On my first day, I take a ride around town to feel Dili out. The city is a sad story waiting to be told. Many buildings in the city center are hollowed out from the destruction of the civil war. Overgrown with vegetation, roofs are absent where roofs are supposed to be. So this is dilapidated. Suddenly we halt and a hearst passes us in the opposite lane. (“We respect the dead here. Even the President would stop his vehicle as a mark of respect.” This Jose dude is amazing.) We drive up Monte Bisi (sp?) On the gentle slopes of the hill, young teenagers are hacking down emaciated saplings from an already arid landscape. (“People are so poor they steal from the trees. They are stealing the wood to sell in the city.”) Up on the hill, a lone Timorese man sits contemplatively on a makeshift lookout point – two fallen logs neatly straddle a nook in the ridge edge, while an ancient acacia tree gives kind shade from the scorching sun.
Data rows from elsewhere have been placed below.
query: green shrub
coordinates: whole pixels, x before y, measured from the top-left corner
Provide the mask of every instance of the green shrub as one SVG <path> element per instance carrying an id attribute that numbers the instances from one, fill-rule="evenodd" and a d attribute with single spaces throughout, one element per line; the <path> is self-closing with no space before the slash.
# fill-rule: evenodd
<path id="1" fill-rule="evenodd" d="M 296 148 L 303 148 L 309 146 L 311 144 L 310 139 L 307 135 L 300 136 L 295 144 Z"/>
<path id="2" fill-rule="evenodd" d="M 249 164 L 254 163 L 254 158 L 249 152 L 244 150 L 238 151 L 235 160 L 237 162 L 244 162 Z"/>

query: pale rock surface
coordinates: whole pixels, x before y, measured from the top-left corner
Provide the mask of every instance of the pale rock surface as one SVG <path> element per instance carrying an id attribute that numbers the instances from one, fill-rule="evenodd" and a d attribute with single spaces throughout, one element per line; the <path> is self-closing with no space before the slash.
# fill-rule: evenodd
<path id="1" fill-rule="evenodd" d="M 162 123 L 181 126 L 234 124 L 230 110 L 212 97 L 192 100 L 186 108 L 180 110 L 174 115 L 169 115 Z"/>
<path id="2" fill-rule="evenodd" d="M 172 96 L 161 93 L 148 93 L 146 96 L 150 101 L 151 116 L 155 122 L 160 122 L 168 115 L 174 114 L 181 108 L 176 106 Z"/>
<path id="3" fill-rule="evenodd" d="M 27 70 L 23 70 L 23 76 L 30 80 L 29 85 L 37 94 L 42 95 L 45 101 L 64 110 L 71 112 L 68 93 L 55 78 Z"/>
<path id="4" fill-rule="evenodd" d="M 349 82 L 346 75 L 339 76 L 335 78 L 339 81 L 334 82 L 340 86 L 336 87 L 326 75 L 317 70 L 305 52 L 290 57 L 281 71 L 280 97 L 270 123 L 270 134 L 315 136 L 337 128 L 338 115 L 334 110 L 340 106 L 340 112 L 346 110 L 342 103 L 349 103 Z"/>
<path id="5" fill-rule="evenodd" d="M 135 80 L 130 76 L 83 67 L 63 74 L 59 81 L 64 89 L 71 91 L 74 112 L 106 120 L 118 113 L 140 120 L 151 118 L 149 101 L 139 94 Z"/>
Yet in this picture of seeming desolation, Dili is the deserving capital of Timor Lorosae – the sunrise that is brought forth by the children of the country. Jose, for one, suffers from an extraordinarily infectious hope. Hope that there is hope for his country. He shares his thoughts with me one night over a couple of beers by the beach. His manner is modest and understated, yet full of conviction. He is not alone either – there are many who share in his belief in magic. (“Have you ever wondered why Xanana (the President) never got caught? They say that whenever his enemies surrounded him, the clouds would gather and a storm would appear out of nowhere.” I point out that Xanana Gusmao was indeed captured at one point during the war. “Ah. You see, he let himself be caught. That was when he realized that the symbolic war was more important than the war itself.” We can only envy the unassailable logic of the hopeful.)